During the Renaissance, humans could die from hemorrhage and blood transfusion was something extremely crazy.

By the 1600s, a French doctor conducted a blood transfusion for a madman, but instead of using human blood he used the blood of a young calf. And of course, the tragic consequence happened, the transfusion began to sweat, vomit, urinate black water, and die very quickly after the next blood transfusion.

This failed experiment has made blood transfusions a scary obsession for 150 years. Until 1817, James Blundell, a British doctor, decided to use blood transfusion techniques for bleeding women instead of sitting and watching them go.

Why split into blood groups? Picture 2Why split into blood groups? Picture 2
Image of Blundell's experimental description.

Blundell believes that only human blood can be transmitted to people. He took human blood to the patient, but unfortunately, the transferee died. But Blundell did not give up, in the following years, he continued to conduct 10 similar experiments but only 4 survived.

Blundell was right about human blood being transmitted to humans, but that was not enough to carry out blood transfusion techniques to save lives. In fact, a person can only receive blood from certain people.

Breakthrough Medical Achievement

Karl Landsteiner, an Austrian physician, discovered that, when blood transfusions, red blood cells of the mixture begin to form agglutination. The strange thing is not only in the patient's blood, but when mixing the blood of a healthy person, there is a case of that phenomenon.

Why split into blood groups? Picture 3Why split into blood groups? Picture 3
Karl Landsteiner, who found blood groups.

To investigate this strange phenomenon, Karl Landsteiner began collecting blood samples from everyone in the laboratory, then split each sample into two parts: red blood cells and serum. To observe the phenomenon of agglutination, he proceeded to mix this erythrocyte with the other serum. After many experiments, he divided the samples into 3 groups: A, B and C (C is the O blood group now) and discovered certain rules: group of red blood cells and group plasma. When mixed together, it will not be agglutinated, but when mixing Group A erythrocytes with group B serum, the cells will clot.

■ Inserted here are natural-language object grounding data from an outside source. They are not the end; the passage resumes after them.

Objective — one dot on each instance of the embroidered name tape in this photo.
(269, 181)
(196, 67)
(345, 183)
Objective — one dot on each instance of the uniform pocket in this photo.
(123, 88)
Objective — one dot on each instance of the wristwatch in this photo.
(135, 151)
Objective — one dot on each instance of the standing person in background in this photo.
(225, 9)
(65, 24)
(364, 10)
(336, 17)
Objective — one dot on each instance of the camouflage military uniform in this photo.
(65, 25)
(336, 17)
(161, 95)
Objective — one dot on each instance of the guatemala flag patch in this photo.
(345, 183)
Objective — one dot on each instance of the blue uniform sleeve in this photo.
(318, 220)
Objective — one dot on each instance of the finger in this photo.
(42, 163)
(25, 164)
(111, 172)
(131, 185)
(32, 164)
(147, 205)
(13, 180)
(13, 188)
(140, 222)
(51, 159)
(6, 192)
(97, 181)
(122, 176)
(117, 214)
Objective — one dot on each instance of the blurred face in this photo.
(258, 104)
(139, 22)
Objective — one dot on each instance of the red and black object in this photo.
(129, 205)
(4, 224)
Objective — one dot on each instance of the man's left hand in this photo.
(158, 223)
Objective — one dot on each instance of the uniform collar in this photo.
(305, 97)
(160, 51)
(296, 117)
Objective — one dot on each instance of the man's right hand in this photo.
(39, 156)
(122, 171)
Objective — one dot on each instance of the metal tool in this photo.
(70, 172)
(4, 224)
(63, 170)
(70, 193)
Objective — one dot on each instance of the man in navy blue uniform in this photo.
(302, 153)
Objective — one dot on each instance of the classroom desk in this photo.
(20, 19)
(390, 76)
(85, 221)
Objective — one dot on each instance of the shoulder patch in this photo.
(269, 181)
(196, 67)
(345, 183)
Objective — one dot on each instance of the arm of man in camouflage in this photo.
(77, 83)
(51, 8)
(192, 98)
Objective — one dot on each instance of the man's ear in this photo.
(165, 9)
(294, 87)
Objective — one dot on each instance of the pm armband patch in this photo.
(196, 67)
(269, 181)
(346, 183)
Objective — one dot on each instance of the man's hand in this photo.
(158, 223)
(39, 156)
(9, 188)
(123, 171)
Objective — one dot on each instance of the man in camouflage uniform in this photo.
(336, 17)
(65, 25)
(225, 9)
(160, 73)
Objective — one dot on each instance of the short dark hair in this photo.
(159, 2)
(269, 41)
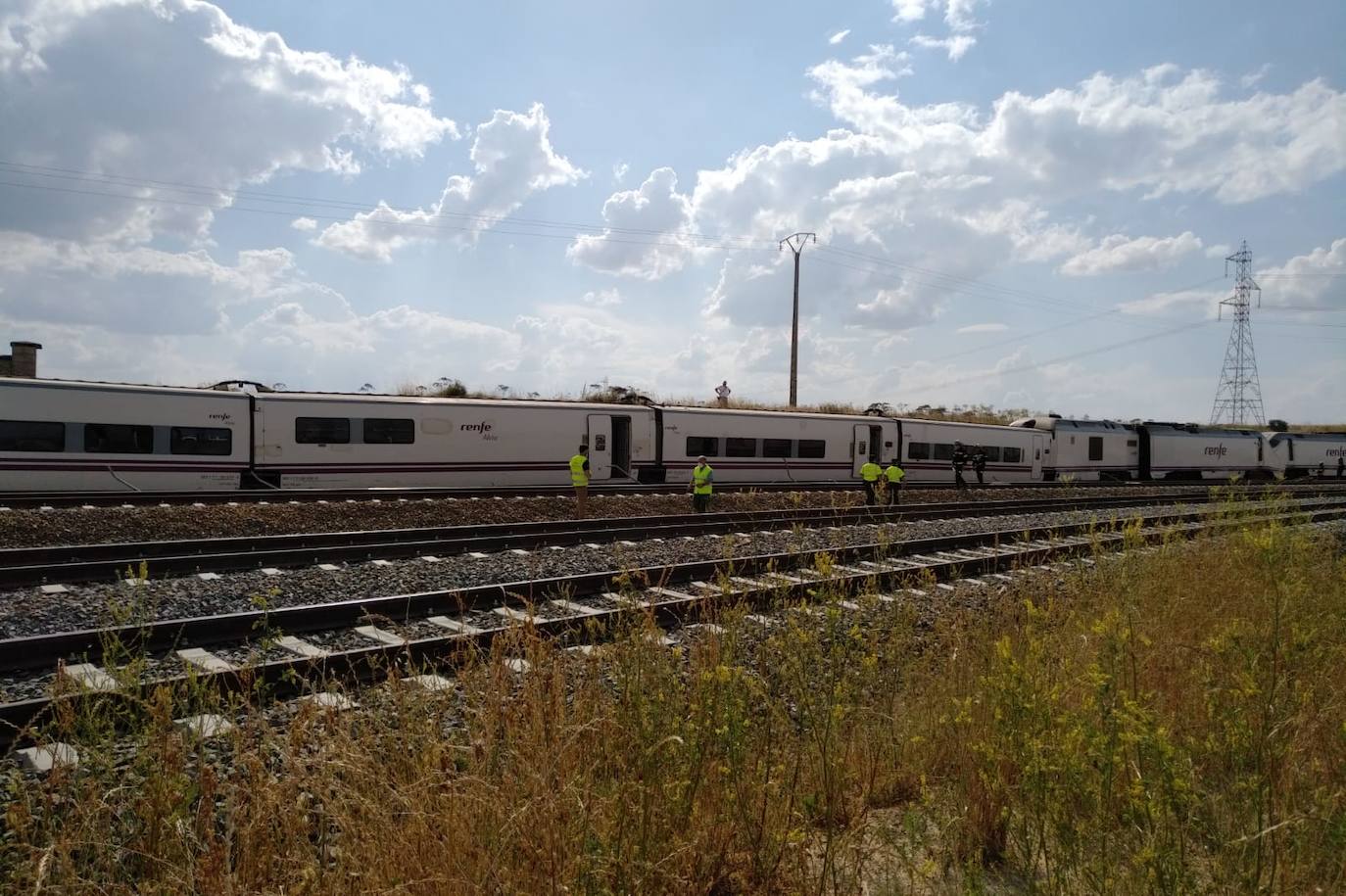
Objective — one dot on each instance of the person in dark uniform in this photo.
(960, 460)
(870, 474)
(979, 464)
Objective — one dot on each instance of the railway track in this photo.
(561, 608)
(34, 500)
(24, 567)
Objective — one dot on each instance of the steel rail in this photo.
(67, 564)
(288, 677)
(46, 650)
(34, 499)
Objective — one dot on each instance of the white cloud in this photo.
(601, 298)
(1202, 301)
(513, 159)
(645, 230)
(1118, 253)
(1306, 281)
(65, 281)
(956, 45)
(1311, 280)
(200, 100)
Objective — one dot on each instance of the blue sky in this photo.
(1001, 193)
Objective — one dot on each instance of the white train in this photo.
(1307, 453)
(82, 436)
(1150, 450)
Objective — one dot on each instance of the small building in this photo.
(22, 359)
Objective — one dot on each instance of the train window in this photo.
(28, 435)
(813, 448)
(697, 446)
(322, 431)
(201, 440)
(119, 439)
(385, 431)
(741, 447)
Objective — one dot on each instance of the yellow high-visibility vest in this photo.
(701, 479)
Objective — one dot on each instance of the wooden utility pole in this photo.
(795, 241)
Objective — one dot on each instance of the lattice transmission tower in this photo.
(1238, 395)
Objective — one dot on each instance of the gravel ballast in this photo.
(29, 612)
(103, 525)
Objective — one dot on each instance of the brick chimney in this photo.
(22, 359)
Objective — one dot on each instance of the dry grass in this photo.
(1174, 723)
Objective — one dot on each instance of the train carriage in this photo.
(762, 446)
(349, 442)
(1012, 453)
(75, 436)
(1305, 453)
(1086, 449)
(1188, 450)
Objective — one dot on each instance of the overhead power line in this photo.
(1076, 355)
(315, 206)
(1238, 393)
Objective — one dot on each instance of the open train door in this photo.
(862, 448)
(601, 447)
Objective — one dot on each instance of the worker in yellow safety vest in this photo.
(701, 485)
(579, 478)
(870, 474)
(894, 475)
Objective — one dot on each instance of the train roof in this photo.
(1276, 438)
(128, 386)
(1053, 423)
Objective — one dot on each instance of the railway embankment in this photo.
(22, 528)
(1170, 716)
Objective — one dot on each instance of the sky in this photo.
(1026, 205)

In 1930, Karl Landsteiner was awarded the Nobel Prize in Medicine for his work to find blood.

The cause must transmit the right blood type

According to modern science, the cause of agglutination when wrong transmission is because each red cell contains its special antigen.

  1. Red blood cell A contains antigen A.
  2. Red blood cells B have antigen B.
  3. O erythrocytes have no antigens.
  4. AB cells have both antigens A and B.

When the antigen enters another body, it stimulates the immune system to produce antibodies.

Why split into blood groups? Picture 4Why split into blood groups? Picture 4

  1. Blood A contains Anti B antibodies.
  2. Blood B contains Anti A. antibodies.
  3. O blood contains both Anti A and Anti B antibodies.
  4. AB blood does not contain antibodies.

Why split into blood groups? Picture 5Why split into blood groups? Picture 5 When A antigen encounters Anti A antibody, agglutination will occur.

If the wrong type of blood is transmitted, the body will produce anti-antigen reactions (the blood that is passed on), causing the patient to die. For example, if blood A passes to B blood, antigen A will encounter an Anti A antibody that will cause agglutination and the patient will die.

Know what blood group to do?

Inheriting the research results of Dr. Landsteiner, scientists have continued to research and provide safe blood transfusion schemes to save millions of lives around the world.

Why split into blood groups? Picture 6Why split into blood groups? Picture 6 Diagram of safe blood transfusion.

Currently, scientists are studying the relationship between blood type with certain types of diseases, thereby giving the best treatment method. For example, O-type people are less likely to have malaria than others because immune cells are more likely to recognize red blood cells if they are O-red.

In addition, knowing blood type helps us explain why the blood group exists for millions of years. The pathogen will grow extremely fast when selecting common blood groups and gradually destroy the host. And the rarer blood groups with protective mechanisms should gradually become dominant and survive over time.